Художник − это тот, кто встречает своего коллекционера, человека, который действительно любит и понимает искусство и покупает его. Только один-два художника за всю историю не нашли своих собирателей. То, что рассказывают про Ван Гога или Модильяни, − это все не так.
Коллекционер − это человек, который со страстью и интеллектуальным багажом собирает именно то искусство, которое на данный момент кажется ему современным. Это похоже на психоанализ − вы ведь платите психоаналитикам. Я считаю, что и денежные отношения, и диалог между художником и коллекционером − это очень важно. Конечно, наш мир так устроен, что все держат позицию власти. Кураторы говорят: «Мы главные», директора музеев: «Да нет, конечно мы», критики: «Это все фигня», а я, конечно, говорю, что все это ерунда, потому что главные в искусстве − коллекционеры. Ведь дело в том, что если мы смотрим собрания большинства художественных музеев мира, то видим, что все представленное там − выбор частных собирателей.
Есть один очень интересный момент − позиция художников-концептуалистов в России. Я как-то задал вопрос Иосифу Бакштейну, почему во Франции нет концептуалистов. Он не смог ответить. Тогда я спросил, почему они были только в России и США, где не было философии. Все потому, что концептуализм не может появиться в стране, где очень развита философия. В 1960–80-х годах во Франции были великие философы: Сартр, Делез, Гваттари, Барт, Деррида − они сформулировали столько идей, что для искусства просто не осталось места. А в стране, где быть философом невозможно − как это было в СССР, например, − можно стать концептуалистом и попытаться донести свои мысли с помощью искусства. Русские концептуалисты не встретили людей, которые бы могли и хотели их поддерживать, в том числе и финансово. Холст и масло становятся искусством только в том случае, когда появляется человек, которому эта работа нужна. А так это просто холст и масло.

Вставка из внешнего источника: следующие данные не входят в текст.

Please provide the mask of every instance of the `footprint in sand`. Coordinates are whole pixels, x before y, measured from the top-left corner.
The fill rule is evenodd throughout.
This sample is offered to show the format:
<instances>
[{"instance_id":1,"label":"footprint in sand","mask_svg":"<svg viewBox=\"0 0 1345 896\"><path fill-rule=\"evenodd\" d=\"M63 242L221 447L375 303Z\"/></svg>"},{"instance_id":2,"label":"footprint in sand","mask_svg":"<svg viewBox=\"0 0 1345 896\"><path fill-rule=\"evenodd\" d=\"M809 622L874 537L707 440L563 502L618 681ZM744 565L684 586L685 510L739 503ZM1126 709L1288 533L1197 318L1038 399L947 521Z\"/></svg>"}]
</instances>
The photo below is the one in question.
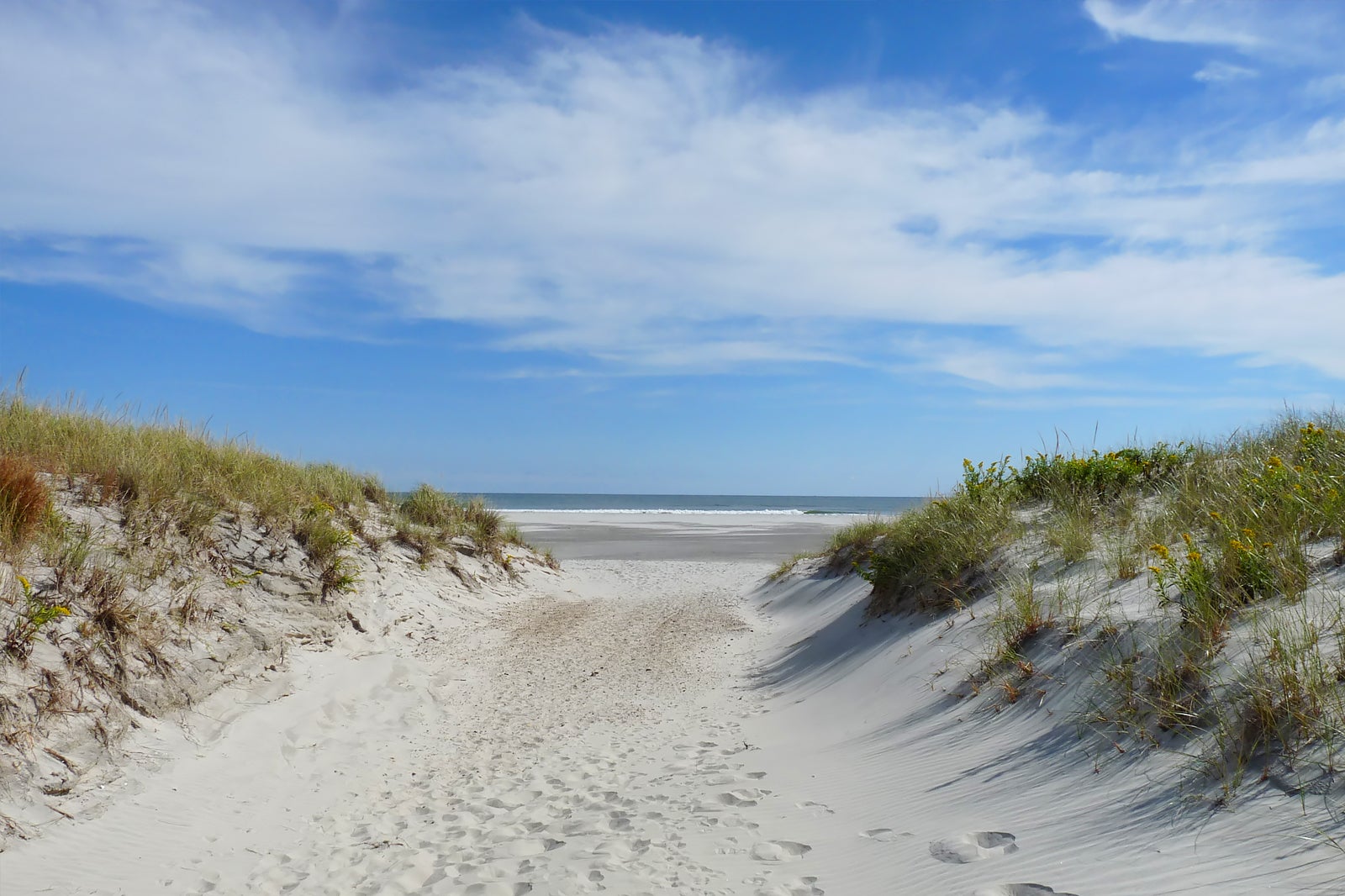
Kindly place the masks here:
<instances>
[{"instance_id":1,"label":"footprint in sand","mask_svg":"<svg viewBox=\"0 0 1345 896\"><path fill-rule=\"evenodd\" d=\"M816 877L795 877L794 880L761 887L757 889L756 896L824 896L826 891L815 887L816 883Z\"/></svg>"},{"instance_id":2,"label":"footprint in sand","mask_svg":"<svg viewBox=\"0 0 1345 896\"><path fill-rule=\"evenodd\" d=\"M890 827L870 827L869 830L859 831L859 837L868 837L869 839L876 839L880 844L890 844L902 837L915 837L915 834L905 830L898 834Z\"/></svg>"},{"instance_id":3,"label":"footprint in sand","mask_svg":"<svg viewBox=\"0 0 1345 896\"><path fill-rule=\"evenodd\" d=\"M725 806L756 806L763 796L768 796L771 791L757 790L756 787L744 787L741 790L730 790L728 792L716 796L717 800Z\"/></svg>"},{"instance_id":4,"label":"footprint in sand","mask_svg":"<svg viewBox=\"0 0 1345 896\"><path fill-rule=\"evenodd\" d=\"M751 856L759 862L792 862L803 858L811 849L807 844L796 844L792 839L767 839L756 844Z\"/></svg>"},{"instance_id":5,"label":"footprint in sand","mask_svg":"<svg viewBox=\"0 0 1345 896\"><path fill-rule=\"evenodd\" d=\"M929 844L929 854L940 862L948 862L950 865L964 865L966 862L1007 856L1015 852L1018 852L1018 844L1014 842L1014 835L997 830L974 830L968 834L936 839ZM1013 885L1020 887L1020 884ZM1005 891L1005 896L1028 896L1030 892L1022 891L1020 895Z\"/></svg>"}]
</instances>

У меня в коллекции пять-шесть видео. Я считаю, что многие видео − это ерунда, которая не имеет отношения к искусству. Очень часто говорю: «Ребята, посмотрите сначала шедевры кино и поймите, что вы хотите делать. Ведь кино − это один язык, а современное искусство, использующее видео, − совсем другой, и его надо как-то разработать». Еще нужно понимать, как в ХХ веке изменялась власть разных категорий людей в области культуры: в начале века быть модным значило быть актером театра, в 1930–40-х − актером кино, в 1960–70-х − философом, а сейчас − художником. Сейчас много псевдохудожников, потому что они понимают, когда делают акции, например, на Красной площади, что в этой сфере сосредоточено все внимание.
Меня поражает одно. Есть WWF («Всемирный фонд природы»), который пытается сохранить и сделать все, чтоб не исчезли белые тигры, снежные барсы и другие животные. А почему нет организации, которая попытается сохранить культуру? Мы пытаемся природу сохранить, а себя − нет. Культура (разнообразие) – это очень важно. И в России это сложный момент. Культура во Франции и России совершенно отличаются, хотя набор ценностей у нас достаточно похож. Но порядок этих ценностей разный. Когда вы меняете порядок ценностей в иерархии, вы ощущаете, что есть разница, и это интересно. И культура, и искусство мне очень помогают жить в этой стране, потому что я продолжаю иметь удовольствие от того, что я выхожу на улицу и замечаю то, что никто уже не замечает». Источники: 1, 2, 3.